Padre Fabiano: “nós conseguimos o Título de Basílica para a Igreja de Acari, graças a Dom Eugênio”

“Sentimento de dever cumprido”. Foi dessa forma que o Padre Fabiano Dantas à frente da Paróquia de Acari resumiu toda a luta pelo reconhecimento da Igreja Matriz de Nossa Senhora da Guia em Basílica Menor.

Na entrevista concedida ao Panorama 95 desta sexta (26) Padre Fabiano agradeceu o empenho de todos da Diocese de Caicó, a começar pelo Bispo Dom Antônio Carlos, dos paroquianos de Acari e dos filhos da terra Dom Eugênio Sales (já falecido) e Padre Flávio Medeiros que há anos mora no Vaticano.
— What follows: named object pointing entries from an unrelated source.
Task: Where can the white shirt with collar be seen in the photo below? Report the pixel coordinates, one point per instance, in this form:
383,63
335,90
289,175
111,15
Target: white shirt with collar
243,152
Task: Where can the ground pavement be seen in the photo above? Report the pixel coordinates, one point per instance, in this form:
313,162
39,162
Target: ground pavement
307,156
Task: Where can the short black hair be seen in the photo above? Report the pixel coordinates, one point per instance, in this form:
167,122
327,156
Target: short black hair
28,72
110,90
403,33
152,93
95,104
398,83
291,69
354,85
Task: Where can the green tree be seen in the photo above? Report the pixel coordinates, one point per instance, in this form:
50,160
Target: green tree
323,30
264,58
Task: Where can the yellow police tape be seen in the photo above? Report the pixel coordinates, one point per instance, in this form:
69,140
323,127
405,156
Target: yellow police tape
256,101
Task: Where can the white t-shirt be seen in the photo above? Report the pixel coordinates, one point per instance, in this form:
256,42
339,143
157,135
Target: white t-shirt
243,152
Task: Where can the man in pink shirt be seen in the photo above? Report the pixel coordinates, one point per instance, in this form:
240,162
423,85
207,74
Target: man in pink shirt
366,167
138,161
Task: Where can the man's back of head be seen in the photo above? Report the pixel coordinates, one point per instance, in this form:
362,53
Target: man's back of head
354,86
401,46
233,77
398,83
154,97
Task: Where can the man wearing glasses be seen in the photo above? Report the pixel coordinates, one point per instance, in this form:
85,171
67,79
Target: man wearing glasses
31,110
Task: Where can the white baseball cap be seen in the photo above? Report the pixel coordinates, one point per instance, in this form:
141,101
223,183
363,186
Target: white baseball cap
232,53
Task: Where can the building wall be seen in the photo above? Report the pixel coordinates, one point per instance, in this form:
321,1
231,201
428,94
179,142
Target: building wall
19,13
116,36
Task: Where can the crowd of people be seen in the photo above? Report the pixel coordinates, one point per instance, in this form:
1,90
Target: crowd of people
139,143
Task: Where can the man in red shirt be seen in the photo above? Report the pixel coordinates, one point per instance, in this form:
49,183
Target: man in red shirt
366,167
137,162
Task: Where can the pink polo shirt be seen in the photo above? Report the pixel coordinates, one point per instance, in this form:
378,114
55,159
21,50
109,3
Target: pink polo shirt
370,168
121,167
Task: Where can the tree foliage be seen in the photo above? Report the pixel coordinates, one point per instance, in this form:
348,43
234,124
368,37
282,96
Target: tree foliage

“Padre Flávio teve uma importância capital porque em Roma ele tem acesos aos dicastérios, a Congregação para o Culto Divino é uma pessoa que tem uma gama de relacionamentos imensos no Vaticano. Então pra nós é muito importante que a documentação seja entregue em mãos. Você imagina o que é você mandar pelo Correios uma documentação, e outra é ter alguém lá que interceda por nós, que entrega em mãos e conhece as pessoas”.

Outro que, apesar de não estar mais vivo, na opinião do Padre Fabiano também teve uma importância imensa na realização desse sonho foi o arcebispo emérito do Rio de Janeiro, Dom Eugênio de Araújo Sales, que por sinal nasceu em Acari.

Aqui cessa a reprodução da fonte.